[Common/PyTorch] Grouped-quantize kernels for 1D and 2D FP8 block-scaling by denera · Pull Request #3135 · NVIDIA/TransformerEngine

denera · 2026-06-17T13:01:38Z

Description

Implements grouped-tensor quantize for the FP8 1D (1x128) and 2D (128x128) block-scaling recipes in row-wise (RW), column-wise (CW) and BOTH quantization directions. A single CUDA kernel launch walks 128x128 tiles across every tensor in the group, with each CTA decoding its owning tensor from the device-side GroupedTensor metadata with (N, R, K) shapes. Supports SAME_BOTH_DIMS (all tensors identical) and VARYING_FIRST_DIM (constant K, varying R) shape representations.

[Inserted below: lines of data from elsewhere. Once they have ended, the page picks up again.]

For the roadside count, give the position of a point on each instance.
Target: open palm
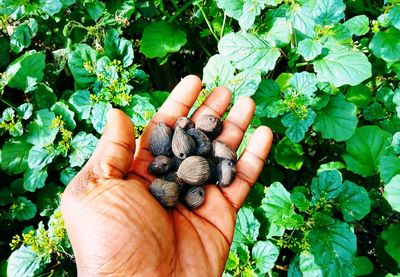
(115, 225)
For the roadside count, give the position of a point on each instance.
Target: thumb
(114, 153)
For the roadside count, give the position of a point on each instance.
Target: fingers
(249, 166)
(114, 152)
(177, 104)
(216, 103)
(237, 121)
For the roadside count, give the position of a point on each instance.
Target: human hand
(115, 225)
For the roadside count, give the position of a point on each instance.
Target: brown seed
(182, 144)
(185, 123)
(209, 124)
(166, 193)
(222, 151)
(213, 171)
(160, 165)
(226, 172)
(194, 171)
(173, 177)
(194, 197)
(203, 144)
(176, 163)
(160, 140)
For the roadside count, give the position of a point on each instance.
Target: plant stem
(8, 103)
(208, 23)
(205, 50)
(175, 4)
(223, 26)
(181, 10)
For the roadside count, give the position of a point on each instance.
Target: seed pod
(160, 140)
(182, 144)
(226, 172)
(185, 123)
(176, 163)
(194, 197)
(222, 151)
(203, 144)
(166, 193)
(160, 165)
(209, 124)
(173, 177)
(213, 171)
(194, 171)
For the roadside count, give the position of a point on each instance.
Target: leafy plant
(323, 74)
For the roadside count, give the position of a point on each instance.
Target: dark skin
(115, 225)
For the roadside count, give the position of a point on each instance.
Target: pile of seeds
(186, 158)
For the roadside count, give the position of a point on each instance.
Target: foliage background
(324, 76)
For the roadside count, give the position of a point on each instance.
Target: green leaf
(343, 67)
(246, 228)
(353, 202)
(365, 149)
(279, 34)
(289, 154)
(41, 132)
(392, 241)
(327, 185)
(338, 120)
(95, 9)
(4, 51)
(264, 253)
(160, 38)
(20, 38)
(303, 21)
(99, 116)
(80, 101)
(334, 248)
(300, 201)
(34, 179)
(232, 8)
(51, 7)
(267, 93)
(232, 262)
(60, 109)
(363, 266)
(23, 209)
(82, 146)
(29, 65)
(396, 142)
(327, 12)
(217, 72)
(392, 193)
(394, 16)
(359, 95)
(251, 9)
(385, 45)
(117, 48)
(278, 206)
(358, 25)
(67, 175)
(389, 166)
(23, 262)
(245, 83)
(82, 56)
(309, 49)
(140, 110)
(25, 110)
(308, 266)
(14, 156)
(297, 126)
(40, 157)
(248, 51)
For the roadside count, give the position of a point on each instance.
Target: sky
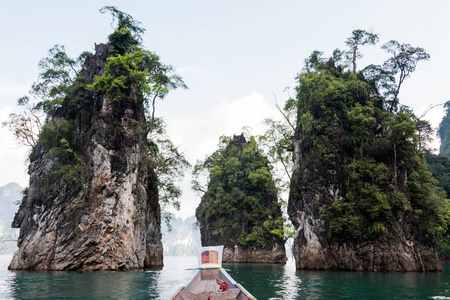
(236, 57)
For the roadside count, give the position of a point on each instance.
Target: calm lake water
(264, 281)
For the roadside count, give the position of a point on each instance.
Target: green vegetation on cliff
(69, 100)
(240, 203)
(444, 132)
(352, 128)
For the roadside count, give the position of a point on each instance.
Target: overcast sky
(233, 55)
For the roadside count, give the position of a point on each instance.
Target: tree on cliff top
(351, 128)
(61, 90)
(239, 205)
(444, 132)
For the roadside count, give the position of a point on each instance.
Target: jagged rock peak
(105, 216)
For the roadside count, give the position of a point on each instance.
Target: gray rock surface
(113, 225)
(313, 188)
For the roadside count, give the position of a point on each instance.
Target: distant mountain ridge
(9, 195)
(183, 239)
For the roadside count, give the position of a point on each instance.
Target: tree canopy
(240, 201)
(352, 128)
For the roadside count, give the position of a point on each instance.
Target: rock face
(238, 212)
(313, 187)
(112, 220)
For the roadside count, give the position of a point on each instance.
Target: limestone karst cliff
(361, 197)
(240, 209)
(99, 210)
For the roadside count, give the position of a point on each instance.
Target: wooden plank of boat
(204, 284)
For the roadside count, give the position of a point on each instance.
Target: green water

Three kernels share the dispatcher in group_quantize_blockwise_{1d,2d}:

group_block_scaled_1d_rw_kernel — RW-only dispatch; 8 threads/row, reads global memory directly into vec-16 registers; bypasses TMA because the shared memory roundtrip and ptx::mbarrier does not buy anything without re-use in CW path.
group_block_scaled_1d_tma_kernel — CW-only and BOTH dispatch; TMA bulk-load fills shared memory input cache. BOTH runs RW pass first (8 threads/row, vec-16 read from shared memory) then CW pass (2 threads/column, 64-row register stage); CW-only skips the RW pass. CW path writes the transposed-FP8 tile to a shared memory transpose staging buffer, then drains to global memory.
group_block_scaled_2d_tma_kernel — RW-only, CW-only and BOTH dispatch; TMA bulk-load fills shared memory input cache. Pass 1 stages 8 IVecs/thread in registers while computing the per-tile scalar amax. Pass 2 quantizes from registers, emits row-wise output, stages column-wise output to shared memory transpose staging buffer, then drains to global memory.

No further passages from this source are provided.